S --> R["Review Records"]
R --> J["Accept / Reject"]
J --> N["Add Notes"]
end
subgraph "Phase 3: Evaluation & Alignment"
N --> E["Run LLM Judge"]
E --> M["Compute Alignment Metrics"]
M --> MA["Misalignment Analysis"]
MA --> PO["Prompt Optimization"]
PO --> PI["Pattern Insights"]
PI -->|"Iterate"| E
end
Alignment Metrics¶
After evaluation, CaliberHQ computes alignment between the LLM judge and human annotations:
| Metric | What It Measures |
|---|---|
| Accuracy | How often the LLM agrees with humans |
| Precision | How often LLM "Accept" is correct |
| Recall | How many human "Accept" cases the LLM catches |
| F1 Score | Harmonic mean of precision and recall |
| Cohen's Kappa | Agreement beyond chance (>0.6 = substantial) |
Misalignment Analysis¶
The system identifies two types of disagreement:
False Positives
LLM accepts, human rejects. The judge is too lenient — missing quality issues humans catch.
False Negatives
LLM rejects, human accepts. The judge is too strict — penalizing acceptable responses.
Feedback Loop¶
graph LR
O["Optimized Prompt"] --> R["Re-run Evaluation"]
R --> C["Compare Metrics"]
C -->|"Aligned"| D["Done"]
C -->|"Not aligned"| O
Defining a Metric¶
Define an LLM-as-a-judge metric with a clear instruction. The metric can be as simple as a binary pass/fail rubric.

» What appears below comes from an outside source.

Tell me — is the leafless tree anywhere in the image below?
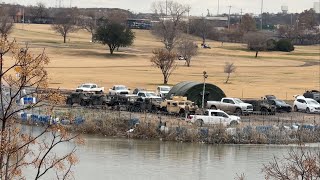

from axion.align import CaliberHQ
from axion.dataset import Dataset, DatasetItem
items = [
DatasetItem(
id="item-1",
query="What is the capital of France?",
expected_output="Paris",
actual_output="Paris.",
),
DatasetItem(
id="item-2",
query="What is 2+2?",
expected_output="4",
actual_output="5",
),
]
dataset = Dataset(items=items)
evaluator = CaliberHQ(dataset, PassFailMetric())
evaluator.annotate() # optional if judgments are already present
results_df = evaluator.execute()
Intelligent Example Selection¶
When providing few-shot examples to calibrate your LLM judge, use ExampleSelector
for smarter selection instead of naive slicing.
Default — 50/50 accept/reject sampling for unbiased baselines.
Prioritize false positive and false negative cases from a prior evaluation run.
| Strategy | Use Case |
|---|---|
BALANCED |
Default — 50/50 accept/reject sampling |
MISALIGNMENT_GUIDED |
Prioritize FP/FN cases from prior eval |
PATTERN_AWARE |
Cover discovered failure patterns |
See Example Selector Deep Dive for detailed usage.
Renderers¶
CaliberHQ uses a renderer interface so UIs can plug in without changing core logic.